Figure 6. Sequence analyses and epitope mapping of 10-188 antibody.

A. IgH amino acid alignment of 10-188 with its germline precursor and clonal relatives. Red shading shows amino acid identity, yellow shows biochemical similarity. The consensus sequence is shown above, dashes in this sequence indicate non-conserved residues CDR, complementary determining regions; FR, framework regions. B. Phylogenetic tree of the 10-188 clonal family generated from the IgH sequence alignment shown in A. C. ELISA graph shows the epitope mapping for 10-188 and 10-380 antibodies using as antigens, overlapping 20-mer peptides covering the entire YU-2 gp120 sequence. The amino acid sequence of each numbered peptide is indicated in Table S4. Sequences of the reactive V3 peptides are indicated on top of the curves. D. Graph shows the ELISA measuring the reactivity of 10-188 and 10-380 antibodies against the V3-peptide NNNTRSINIGPGGRALYTT. Green and red lines show the negative (mGO53, [34]) and positive (1–79, [25]) controls, respectively. All the experiments were performed at least in duplicate. Error bars indicate the SEM. Approximate K_D values calculated from the ELISA binding curves are indicated.

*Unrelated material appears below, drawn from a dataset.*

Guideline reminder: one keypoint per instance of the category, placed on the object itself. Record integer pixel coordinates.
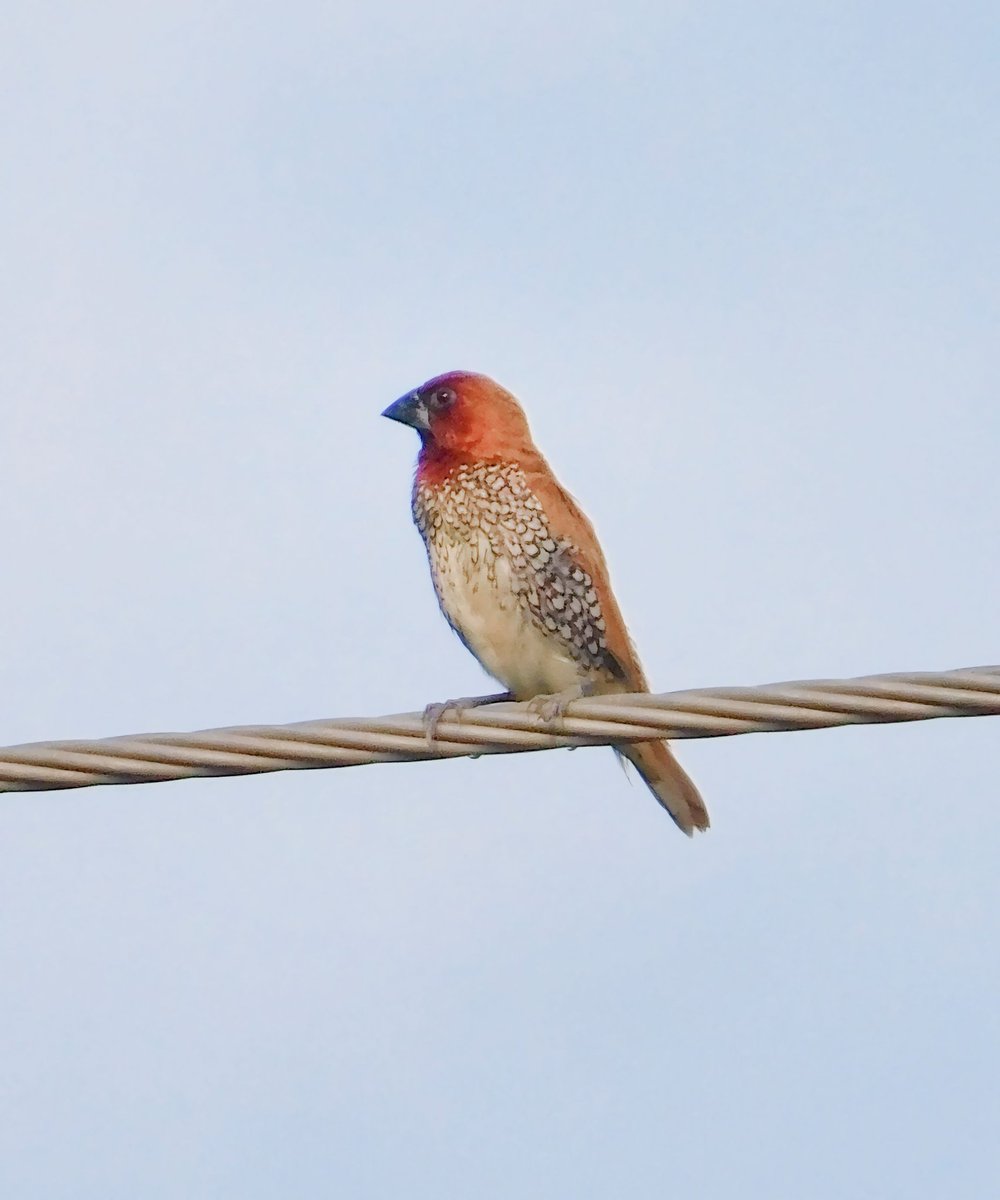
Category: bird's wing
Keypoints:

Figure 7. Polyreactivity of anti-gp140 IgG memory B-cell antibodies.

A. Graphs show ELISAs measuring reactivity against dsDNA, ssDNA, insulin and LPS for IgG antibodies cloned from gp140+ memory B cells from patient pt9, pt10 and pt11. Dotted lines represent the positive control antibody ED38 . Horizontal lines show cut-off OD_{405 nm} for positive reactivity. Green and red lines show the negative control antibody mGO53 and low positive control antibody eiJB40, respectively . All the experiments were performed at least in duplicate. Representative data are shown. Pie charts summarize the frequency of polyreactive (black) and non-polyreactive (white) gp140-reactive memory B cell clones. The number of tested antibodies is indicated in the pie chart center. B. The dot plot shows the polyreactivity frequency of gp140-specific IgG memory B-cell antibodies isolated from pt9-pt11 HIV-patients compared to anti-gp140 antibodies from previous studied patients (pt1 to pt6) and control antibodies (non gp140-binding antibodies from pt2-3 patients and HC-IgGm antibodies [41]). Each symbol represents a donor. Groups were compared using 2×5 Fisher's Exact test. ^***, p<0.001. C. Pie charts summarize polyreactivity of anti-gp140 antibodies grouped by antibody specificity for gp41 and gp120. Reactive (black) and non-reactive (white) IgG antibodies, numbers in the center indicate number of antibodies tested. 2×2 Fisher's Exact test shows no statistical difference between both groups.